ジャンプ、スピン、スケーティング、ポージング。
どれもが正しい技術にのっとっている。
そして、それが静止画ではなく、生きて動いている。
この「生きて動いている」というのも、「美しさ」を感じる秘密なのかもしれない。
私は今まで、「美しい」と感じるものは、自然界のものがほとんどだった。
ゆらゆらと踊る木漏れ日。
海面を一筋の道のように照らす月の光。
澄みきった水が流れる清流。
芽吹いたばかりの新緑。
そういうものを「美しい」と感じてきたのだけど、羽生君のスケートを見ていると、それに近い感覚を持つときがある。
自然界にあるものは、静止していることがほとんどない。
風が吹いていて草木を揺らす。
海は絶え間なく波となって、寄せては返す。
川の水は流れ、水面に反射する光は常に揺れ動く。
羽生君のスケートも、それと同じように、常に揺れ動きながら、光を放ったり反射させたりしているかのよう。

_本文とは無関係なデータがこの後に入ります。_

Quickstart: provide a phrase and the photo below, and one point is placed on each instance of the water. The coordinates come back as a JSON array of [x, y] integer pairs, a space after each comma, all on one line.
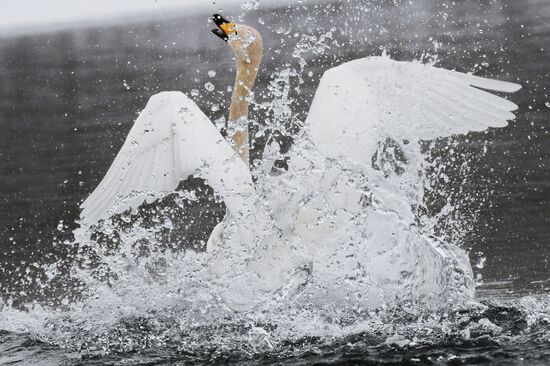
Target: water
[[68, 100]]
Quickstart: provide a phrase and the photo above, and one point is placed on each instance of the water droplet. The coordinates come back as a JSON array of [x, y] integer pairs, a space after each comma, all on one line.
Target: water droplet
[[209, 86]]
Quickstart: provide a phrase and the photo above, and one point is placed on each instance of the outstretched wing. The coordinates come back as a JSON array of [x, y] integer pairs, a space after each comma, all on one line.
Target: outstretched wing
[[364, 101], [171, 140]]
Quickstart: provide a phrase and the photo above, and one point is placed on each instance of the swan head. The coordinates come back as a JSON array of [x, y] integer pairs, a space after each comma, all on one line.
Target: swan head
[[245, 41]]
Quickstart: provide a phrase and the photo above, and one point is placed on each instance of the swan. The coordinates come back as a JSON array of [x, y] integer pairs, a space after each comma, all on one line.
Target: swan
[[359, 150], [173, 139]]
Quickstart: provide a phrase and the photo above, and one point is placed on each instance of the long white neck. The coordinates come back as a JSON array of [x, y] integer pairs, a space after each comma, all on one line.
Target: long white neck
[[238, 112], [248, 48]]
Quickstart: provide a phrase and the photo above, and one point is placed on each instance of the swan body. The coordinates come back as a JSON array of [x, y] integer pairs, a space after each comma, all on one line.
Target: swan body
[[356, 173]]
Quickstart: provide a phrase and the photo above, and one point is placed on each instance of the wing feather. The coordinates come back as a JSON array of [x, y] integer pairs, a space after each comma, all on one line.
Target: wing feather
[[365, 101]]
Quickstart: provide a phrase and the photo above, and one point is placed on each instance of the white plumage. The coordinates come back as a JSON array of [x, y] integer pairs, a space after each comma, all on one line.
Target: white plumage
[[357, 105], [364, 101], [171, 140]]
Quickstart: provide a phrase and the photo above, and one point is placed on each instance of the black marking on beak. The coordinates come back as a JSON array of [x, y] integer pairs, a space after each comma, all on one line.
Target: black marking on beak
[[219, 20], [220, 34], [226, 28]]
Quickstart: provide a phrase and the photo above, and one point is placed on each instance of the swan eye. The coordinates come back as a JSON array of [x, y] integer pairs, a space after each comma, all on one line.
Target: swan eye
[[226, 28]]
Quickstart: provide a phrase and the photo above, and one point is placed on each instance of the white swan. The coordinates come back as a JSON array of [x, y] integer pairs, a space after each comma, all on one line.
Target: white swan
[[357, 107], [172, 139]]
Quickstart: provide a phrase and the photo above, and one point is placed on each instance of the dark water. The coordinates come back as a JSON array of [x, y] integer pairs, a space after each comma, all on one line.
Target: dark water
[[68, 99]]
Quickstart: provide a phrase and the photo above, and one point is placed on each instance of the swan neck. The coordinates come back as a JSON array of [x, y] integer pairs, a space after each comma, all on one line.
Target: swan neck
[[238, 112]]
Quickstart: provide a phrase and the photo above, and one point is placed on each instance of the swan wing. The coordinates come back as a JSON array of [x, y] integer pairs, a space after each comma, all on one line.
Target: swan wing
[[170, 140], [365, 101]]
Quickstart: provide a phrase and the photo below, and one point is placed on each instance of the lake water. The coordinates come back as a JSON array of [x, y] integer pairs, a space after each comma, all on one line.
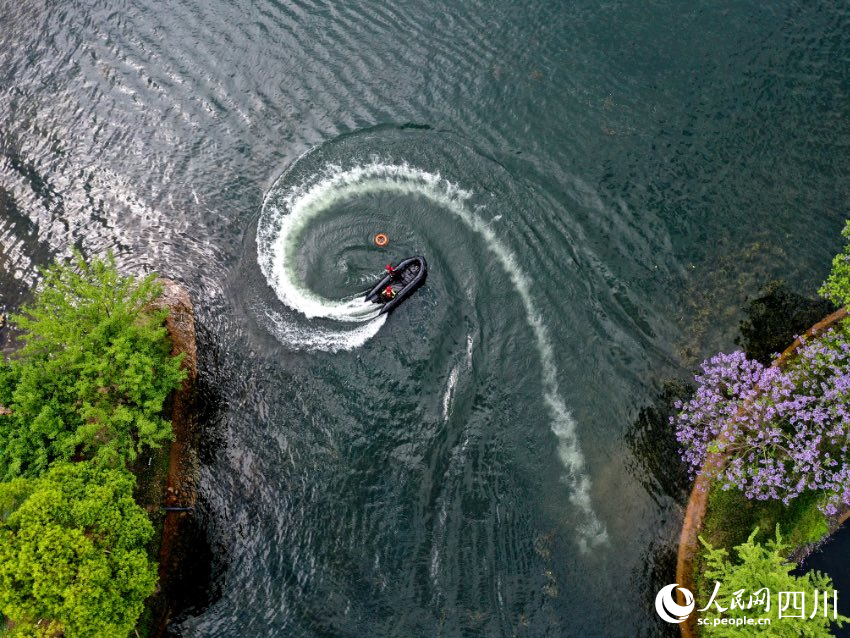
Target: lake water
[[598, 189]]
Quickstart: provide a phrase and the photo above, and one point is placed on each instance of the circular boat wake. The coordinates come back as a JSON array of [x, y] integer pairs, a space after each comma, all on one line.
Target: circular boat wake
[[351, 322]]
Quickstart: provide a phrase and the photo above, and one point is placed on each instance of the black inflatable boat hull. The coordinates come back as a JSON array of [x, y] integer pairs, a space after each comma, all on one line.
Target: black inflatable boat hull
[[409, 275]]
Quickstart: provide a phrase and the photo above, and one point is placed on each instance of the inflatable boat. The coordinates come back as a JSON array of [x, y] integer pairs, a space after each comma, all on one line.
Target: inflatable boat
[[407, 276]]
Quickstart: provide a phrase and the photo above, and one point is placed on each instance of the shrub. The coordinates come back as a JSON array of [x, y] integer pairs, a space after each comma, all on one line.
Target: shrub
[[93, 373], [762, 566], [72, 553], [837, 286]]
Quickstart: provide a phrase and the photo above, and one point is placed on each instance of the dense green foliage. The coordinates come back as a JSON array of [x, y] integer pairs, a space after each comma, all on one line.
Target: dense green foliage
[[72, 553], [837, 286], [761, 566], [92, 375]]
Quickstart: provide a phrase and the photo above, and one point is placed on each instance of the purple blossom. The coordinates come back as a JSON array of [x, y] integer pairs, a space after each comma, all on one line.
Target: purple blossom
[[781, 432]]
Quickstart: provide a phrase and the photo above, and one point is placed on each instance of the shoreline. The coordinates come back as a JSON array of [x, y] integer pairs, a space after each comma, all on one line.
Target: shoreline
[[169, 478], [697, 506]]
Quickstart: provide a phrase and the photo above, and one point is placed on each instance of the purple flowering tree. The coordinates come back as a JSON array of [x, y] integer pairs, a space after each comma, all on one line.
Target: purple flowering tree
[[781, 432]]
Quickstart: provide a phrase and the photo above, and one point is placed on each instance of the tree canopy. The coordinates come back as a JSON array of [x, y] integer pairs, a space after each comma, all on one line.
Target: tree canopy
[[72, 553], [93, 373], [837, 286], [761, 567]]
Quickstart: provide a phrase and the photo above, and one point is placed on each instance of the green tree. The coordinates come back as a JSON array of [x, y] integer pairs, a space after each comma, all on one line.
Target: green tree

そして、「美しい」と感じるもう一つの理由は、そこにありったけの心が込められているからだろう。
人の心は、その時々で、様々に揺れ動く。
喜び、悲しみ、怖れ。
そして、心は、色々なものを内包する。
慈しみ、葛藤、共感、強さ、弱さ。
羽生君のスケートには、羽生君の心が映し出されているように思える。
逆に言うと、まるで心があるから一つ一つの動きが生まれるかのような。
どの瞬間にも心が込められている。
羽生君は、そんなスケートをするのだ。
人の心が感動に震えるのは、人の心に共感したときなのかもしれない。
羽生君のスケートに込められたその心に共感し、その共感が「美しい」と感じさせる。
「美」を感じる心の動きというのは、不思議なものだ。
その不思議さもまた、「美」の秘訣なのかもしれない。